Stop Card

Before a Player makes a bid that skips one or more levels, a Stop Card should be placed face up on the table to left-hand opponent, before making the (skip) bid. After allowing for any alert that may be required and any questions by left-hand opponent to be answered, the person who made the bid waits for approximately 10 seconds (but less at one’s own discretion) before removing the Stop Card and left-hand opponent may bid.

The sole purpose of a stop card is to remove from left-hand opponent any excuse for an unnecessarily long delay (i.e. possible unauthorised information) before making a call after a jump bid by the opposition.

While the stop card is out the LHO should use that time to make inquiries regarding the jump bid.

In effect, the stop card is an enforced pause – a discretionary 8-10 seconds. (In order not to give partner any unauthorised information, players are expected to pause before they bid whether they need to think or not.)                        

Unauthorised Information

When a player has available to him unauthorised information from his partner, including from an unexpected alert or failure to alert, he must carefully avoid taking any advantage from that unauthorised information. When there is a possibility that unauthorised information has been conveyed (e.g. by gesture, comment, hesitation etc.), Law 16 applies.

You must refrain from bidding on borderline hands if the element of risk has been reduced by your partner's trance or hesitation.

You may take advantage of unauthorised information conveyed by your opponents but at your own risk. In the event of your being damaged by being misled by an opponent's inadvertent mannerism (e.g. hesitation with a singleton), you are not allowed to benefit from an adjusted result (although the opponents may have the score adjusted to their disadvantage).

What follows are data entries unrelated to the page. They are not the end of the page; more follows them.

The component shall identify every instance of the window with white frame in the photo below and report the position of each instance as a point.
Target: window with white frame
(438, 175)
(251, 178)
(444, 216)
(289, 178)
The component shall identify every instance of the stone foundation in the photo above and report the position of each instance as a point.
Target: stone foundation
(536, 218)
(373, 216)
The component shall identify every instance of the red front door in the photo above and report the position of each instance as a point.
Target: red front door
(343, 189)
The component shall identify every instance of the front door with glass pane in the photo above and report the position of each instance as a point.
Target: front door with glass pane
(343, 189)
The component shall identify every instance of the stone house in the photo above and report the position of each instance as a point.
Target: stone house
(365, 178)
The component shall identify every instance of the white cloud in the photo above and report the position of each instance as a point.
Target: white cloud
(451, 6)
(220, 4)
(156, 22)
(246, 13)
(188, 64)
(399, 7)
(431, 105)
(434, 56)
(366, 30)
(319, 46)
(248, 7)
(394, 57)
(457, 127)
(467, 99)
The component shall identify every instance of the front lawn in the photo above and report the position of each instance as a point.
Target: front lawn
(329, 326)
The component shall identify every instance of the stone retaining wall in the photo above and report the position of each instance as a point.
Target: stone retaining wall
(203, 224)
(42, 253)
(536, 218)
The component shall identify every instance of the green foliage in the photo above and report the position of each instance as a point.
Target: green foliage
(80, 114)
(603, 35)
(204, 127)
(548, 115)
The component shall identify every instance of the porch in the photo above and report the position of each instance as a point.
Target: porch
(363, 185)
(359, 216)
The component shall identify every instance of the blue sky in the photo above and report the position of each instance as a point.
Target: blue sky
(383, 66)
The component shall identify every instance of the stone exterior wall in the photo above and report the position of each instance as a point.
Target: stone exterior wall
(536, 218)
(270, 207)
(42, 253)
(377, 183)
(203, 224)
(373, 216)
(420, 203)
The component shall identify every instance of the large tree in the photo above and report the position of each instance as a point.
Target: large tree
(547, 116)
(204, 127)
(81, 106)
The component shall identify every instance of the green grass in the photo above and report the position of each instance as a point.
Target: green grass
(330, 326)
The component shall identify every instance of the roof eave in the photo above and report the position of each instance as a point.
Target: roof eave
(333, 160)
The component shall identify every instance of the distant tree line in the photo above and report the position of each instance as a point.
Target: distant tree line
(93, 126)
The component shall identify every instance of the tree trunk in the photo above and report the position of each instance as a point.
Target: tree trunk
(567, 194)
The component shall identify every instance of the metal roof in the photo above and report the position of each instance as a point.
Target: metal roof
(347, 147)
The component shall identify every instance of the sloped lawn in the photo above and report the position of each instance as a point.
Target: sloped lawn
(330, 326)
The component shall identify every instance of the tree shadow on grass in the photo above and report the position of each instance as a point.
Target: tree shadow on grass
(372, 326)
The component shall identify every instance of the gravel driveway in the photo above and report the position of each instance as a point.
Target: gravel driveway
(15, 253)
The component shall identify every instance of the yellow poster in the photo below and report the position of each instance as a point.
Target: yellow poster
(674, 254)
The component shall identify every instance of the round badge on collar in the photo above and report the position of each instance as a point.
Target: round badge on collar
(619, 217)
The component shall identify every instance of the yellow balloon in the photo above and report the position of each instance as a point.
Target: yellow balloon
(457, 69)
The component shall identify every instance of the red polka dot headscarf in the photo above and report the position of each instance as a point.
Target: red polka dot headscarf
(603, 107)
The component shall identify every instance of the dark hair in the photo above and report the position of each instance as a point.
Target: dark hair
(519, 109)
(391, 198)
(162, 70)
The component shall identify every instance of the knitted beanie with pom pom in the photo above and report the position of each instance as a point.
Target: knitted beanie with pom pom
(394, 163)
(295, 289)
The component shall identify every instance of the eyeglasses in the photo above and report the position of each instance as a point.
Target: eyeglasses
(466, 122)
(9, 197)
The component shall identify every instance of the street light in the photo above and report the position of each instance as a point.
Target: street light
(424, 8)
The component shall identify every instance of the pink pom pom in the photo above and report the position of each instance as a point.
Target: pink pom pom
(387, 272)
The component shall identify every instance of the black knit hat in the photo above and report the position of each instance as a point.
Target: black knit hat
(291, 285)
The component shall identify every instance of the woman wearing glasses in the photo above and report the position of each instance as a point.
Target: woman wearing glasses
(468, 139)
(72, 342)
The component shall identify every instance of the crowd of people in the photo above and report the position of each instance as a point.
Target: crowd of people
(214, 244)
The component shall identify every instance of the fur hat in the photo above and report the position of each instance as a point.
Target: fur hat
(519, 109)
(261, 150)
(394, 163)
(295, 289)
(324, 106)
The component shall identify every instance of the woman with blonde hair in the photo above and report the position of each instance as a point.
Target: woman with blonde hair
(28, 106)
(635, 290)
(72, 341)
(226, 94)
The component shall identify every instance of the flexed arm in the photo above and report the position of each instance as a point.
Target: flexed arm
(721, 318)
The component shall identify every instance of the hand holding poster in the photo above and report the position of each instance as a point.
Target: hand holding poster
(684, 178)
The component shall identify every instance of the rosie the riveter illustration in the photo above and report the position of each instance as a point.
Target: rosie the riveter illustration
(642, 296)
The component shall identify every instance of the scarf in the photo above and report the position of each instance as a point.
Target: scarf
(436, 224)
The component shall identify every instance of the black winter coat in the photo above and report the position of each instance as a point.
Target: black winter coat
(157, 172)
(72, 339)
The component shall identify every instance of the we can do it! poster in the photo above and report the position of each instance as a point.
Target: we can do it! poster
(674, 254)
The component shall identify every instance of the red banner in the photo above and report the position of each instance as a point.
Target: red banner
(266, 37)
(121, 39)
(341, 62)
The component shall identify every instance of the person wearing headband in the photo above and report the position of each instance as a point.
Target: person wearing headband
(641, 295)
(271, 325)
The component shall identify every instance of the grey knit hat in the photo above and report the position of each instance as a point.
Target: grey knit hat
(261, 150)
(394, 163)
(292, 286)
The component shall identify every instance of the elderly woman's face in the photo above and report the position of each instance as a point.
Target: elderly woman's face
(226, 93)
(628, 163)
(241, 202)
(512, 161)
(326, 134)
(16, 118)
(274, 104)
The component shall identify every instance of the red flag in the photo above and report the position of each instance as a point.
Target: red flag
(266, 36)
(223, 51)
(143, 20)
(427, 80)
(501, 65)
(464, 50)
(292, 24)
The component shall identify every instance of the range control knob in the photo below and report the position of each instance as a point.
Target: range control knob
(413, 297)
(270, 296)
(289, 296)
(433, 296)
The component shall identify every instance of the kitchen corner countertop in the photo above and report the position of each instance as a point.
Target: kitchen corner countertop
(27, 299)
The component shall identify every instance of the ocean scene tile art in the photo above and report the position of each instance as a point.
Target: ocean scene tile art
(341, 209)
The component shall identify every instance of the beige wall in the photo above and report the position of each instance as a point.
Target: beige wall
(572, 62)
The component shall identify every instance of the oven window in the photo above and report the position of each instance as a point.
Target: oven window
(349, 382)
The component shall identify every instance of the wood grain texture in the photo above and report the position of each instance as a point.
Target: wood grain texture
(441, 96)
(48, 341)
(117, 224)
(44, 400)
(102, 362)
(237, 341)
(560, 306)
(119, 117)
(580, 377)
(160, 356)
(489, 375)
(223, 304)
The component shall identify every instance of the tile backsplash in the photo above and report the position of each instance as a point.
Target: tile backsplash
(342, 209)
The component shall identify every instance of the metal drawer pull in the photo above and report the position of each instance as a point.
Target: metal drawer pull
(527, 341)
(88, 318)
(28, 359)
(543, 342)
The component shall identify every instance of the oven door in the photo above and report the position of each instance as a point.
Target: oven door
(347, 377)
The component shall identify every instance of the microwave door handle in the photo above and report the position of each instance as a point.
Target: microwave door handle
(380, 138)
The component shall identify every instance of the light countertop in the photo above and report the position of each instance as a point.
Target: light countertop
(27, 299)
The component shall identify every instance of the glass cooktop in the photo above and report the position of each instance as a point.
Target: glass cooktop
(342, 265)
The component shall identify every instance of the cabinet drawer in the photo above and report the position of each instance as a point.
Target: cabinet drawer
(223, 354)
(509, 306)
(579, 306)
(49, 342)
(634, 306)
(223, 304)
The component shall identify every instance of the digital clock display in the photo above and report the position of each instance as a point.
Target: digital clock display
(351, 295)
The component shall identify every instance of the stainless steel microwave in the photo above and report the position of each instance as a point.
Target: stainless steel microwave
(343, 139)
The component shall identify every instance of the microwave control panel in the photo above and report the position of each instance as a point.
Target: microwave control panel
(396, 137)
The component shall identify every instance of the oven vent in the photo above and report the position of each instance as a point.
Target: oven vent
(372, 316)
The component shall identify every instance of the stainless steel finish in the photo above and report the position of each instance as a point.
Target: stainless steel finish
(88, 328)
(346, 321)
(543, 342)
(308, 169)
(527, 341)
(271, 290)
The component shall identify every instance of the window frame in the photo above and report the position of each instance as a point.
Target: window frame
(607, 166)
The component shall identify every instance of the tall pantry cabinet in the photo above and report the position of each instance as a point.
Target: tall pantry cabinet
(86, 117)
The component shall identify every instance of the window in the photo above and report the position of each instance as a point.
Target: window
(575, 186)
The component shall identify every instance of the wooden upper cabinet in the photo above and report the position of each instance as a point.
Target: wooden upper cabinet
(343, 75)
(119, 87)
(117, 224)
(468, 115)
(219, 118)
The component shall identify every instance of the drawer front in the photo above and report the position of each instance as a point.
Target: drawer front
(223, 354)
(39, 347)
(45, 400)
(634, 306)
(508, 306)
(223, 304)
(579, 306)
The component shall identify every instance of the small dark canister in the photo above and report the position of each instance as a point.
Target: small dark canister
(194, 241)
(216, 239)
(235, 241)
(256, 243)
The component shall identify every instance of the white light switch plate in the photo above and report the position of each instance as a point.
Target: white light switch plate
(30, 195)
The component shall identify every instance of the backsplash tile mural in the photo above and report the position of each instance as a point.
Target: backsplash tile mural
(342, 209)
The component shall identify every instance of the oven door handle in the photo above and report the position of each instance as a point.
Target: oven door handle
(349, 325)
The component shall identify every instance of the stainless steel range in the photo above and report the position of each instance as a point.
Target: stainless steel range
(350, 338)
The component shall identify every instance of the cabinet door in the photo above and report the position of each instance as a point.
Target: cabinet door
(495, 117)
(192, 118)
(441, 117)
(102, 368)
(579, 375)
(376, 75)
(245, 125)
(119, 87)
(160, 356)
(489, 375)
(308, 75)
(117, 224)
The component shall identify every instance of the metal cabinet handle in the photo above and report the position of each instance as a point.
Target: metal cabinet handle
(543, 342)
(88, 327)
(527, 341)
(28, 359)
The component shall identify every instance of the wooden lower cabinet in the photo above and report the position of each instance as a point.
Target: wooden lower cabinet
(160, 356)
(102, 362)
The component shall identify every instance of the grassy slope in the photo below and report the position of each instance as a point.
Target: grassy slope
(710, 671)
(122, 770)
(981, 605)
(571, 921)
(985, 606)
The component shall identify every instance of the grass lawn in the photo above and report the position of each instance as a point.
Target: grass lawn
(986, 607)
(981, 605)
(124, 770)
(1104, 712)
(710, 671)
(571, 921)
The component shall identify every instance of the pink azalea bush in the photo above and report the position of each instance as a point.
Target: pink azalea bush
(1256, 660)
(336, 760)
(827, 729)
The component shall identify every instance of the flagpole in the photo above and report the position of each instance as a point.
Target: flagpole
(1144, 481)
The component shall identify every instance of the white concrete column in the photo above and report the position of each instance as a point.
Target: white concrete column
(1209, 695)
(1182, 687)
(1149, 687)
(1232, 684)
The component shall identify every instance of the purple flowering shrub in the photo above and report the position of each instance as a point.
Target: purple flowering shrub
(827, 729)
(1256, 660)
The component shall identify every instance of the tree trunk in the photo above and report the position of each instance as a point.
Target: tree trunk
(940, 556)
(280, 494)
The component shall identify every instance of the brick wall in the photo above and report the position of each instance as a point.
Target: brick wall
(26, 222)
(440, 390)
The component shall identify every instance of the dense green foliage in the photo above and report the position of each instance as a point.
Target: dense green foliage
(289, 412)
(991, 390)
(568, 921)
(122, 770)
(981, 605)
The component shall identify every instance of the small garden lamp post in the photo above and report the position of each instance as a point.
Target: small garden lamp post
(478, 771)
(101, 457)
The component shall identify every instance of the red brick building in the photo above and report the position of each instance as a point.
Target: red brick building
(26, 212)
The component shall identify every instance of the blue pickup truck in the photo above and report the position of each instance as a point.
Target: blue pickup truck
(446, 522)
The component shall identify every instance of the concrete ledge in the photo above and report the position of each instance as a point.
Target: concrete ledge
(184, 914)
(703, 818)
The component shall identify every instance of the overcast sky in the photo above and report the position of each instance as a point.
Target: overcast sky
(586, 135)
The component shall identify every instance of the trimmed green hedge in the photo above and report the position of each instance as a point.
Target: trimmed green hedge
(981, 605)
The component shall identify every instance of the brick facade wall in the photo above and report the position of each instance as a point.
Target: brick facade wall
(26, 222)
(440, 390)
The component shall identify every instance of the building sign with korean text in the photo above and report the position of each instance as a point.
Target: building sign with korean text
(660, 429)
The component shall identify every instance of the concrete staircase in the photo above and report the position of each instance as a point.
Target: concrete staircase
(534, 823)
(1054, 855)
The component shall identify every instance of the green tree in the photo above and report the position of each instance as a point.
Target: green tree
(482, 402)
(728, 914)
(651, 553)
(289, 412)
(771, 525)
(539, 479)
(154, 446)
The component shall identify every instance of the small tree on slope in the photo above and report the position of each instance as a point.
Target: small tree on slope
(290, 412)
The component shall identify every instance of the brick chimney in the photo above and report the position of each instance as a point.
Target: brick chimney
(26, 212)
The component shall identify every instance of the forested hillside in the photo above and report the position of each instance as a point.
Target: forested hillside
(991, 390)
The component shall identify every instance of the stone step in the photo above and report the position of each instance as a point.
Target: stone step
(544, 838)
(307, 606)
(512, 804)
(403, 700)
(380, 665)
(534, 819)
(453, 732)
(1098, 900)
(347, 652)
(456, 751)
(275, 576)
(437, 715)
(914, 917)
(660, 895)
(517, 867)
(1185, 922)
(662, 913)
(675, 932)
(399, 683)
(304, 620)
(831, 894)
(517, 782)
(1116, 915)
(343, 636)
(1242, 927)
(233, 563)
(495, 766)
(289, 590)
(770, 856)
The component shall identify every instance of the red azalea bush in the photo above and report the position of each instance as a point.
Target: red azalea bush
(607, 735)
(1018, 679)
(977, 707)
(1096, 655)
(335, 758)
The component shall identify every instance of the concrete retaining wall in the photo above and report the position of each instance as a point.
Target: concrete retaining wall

Whenever you believe that there is a possibility that a Player may have been in receipt of unauthorised information from their partner’s gesture, comment, hesitation etc., you should immediately try to establish the facts about what occurred. This should be done as pleasantly as possible, stressing that it is just to establish the facts should the Director need to be called at the end of the hand. The Director should be called at this stage only if there is a dispute about what has occurred. If, at the end of the hand, the non-offending side believe that they have been disadvantaged, the Director can be called and there will be no dispute about the facts.

• If the Director judges that the outcome may have been influenced by unauthorised information, he/she may award an adjusted score as per Law 12C1(c), (D15).

• In making such adjustments, the Director must be satisfied that the non-offenders were damaged by their opponents’ use of unauthorised information rather than by selecting an inferior line of play from the logical alternatives suggested by all the information available to them.